Mountain Park Boulevard gets really steep just before the crest and just as I was reaching the summit, I heard a “pop”. Not my tire, my left knee. Oh no, I’d blown my knee out!

With tears in my eyes, I crested the hill. I had no choice but to pedal for all I was worth, frantically keeping up with the wildly spinning cranks as I descended. My knee was throbbing as I wound through the street leading back to home. As I pulled into the driveway, I could see my knee was swollen noticeably and I began to cry again.

My mom came rushing out, “Ralphie, what’s wrong?!”

Oh oh, time to think fast. I couldn’t tell her I’d blown my knee out.

“I, I hit a patch of ice and crashed on my knee,” I lied. Not bad for fiction on a deadline, I thought.

“Those ice patches have been know to kill people!” Mom clucked in a worried tone, “let me take a look at that knee…”

“I’ll take care of it, Ralphie,” said the old man, stepping in and taking charge. He gave me a look that let me know that while Mom might have bought the story, he was having none of it. We walked, slowly up to the bathroom.

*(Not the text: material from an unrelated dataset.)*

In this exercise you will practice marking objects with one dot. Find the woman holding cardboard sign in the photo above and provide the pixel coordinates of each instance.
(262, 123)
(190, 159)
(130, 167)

I knew I was in for it now. The old man closed the door and I braced myself for the yelling.

It never came.

He took the liniment from the medicine cabinet and said, “Your Mom’s right about the ice, Ralphie, but you also have to be careful not to push too hard, too fast. You’ve got to let the tendons and ligaments develop along with those muscles. That’s the way the pros do it.”

And that was it. No yelling, no being grounded from riding. He did mention that since I’d “banged my knee” I should probably take things easy and stick to smaller hills for a while.

And they let me keep the bike in my room. I went to sleep dreaming of riding across the Italian countryside or wearing the yellow jersey in the Tour de France. And when I’d wake, there it was: the greatest Christmas gift I’d ever received or ever would receive.

Dedicated to the memory of Jean Parker Shepherd (1921-1999), American raconteur, radio & TV personality, and writer.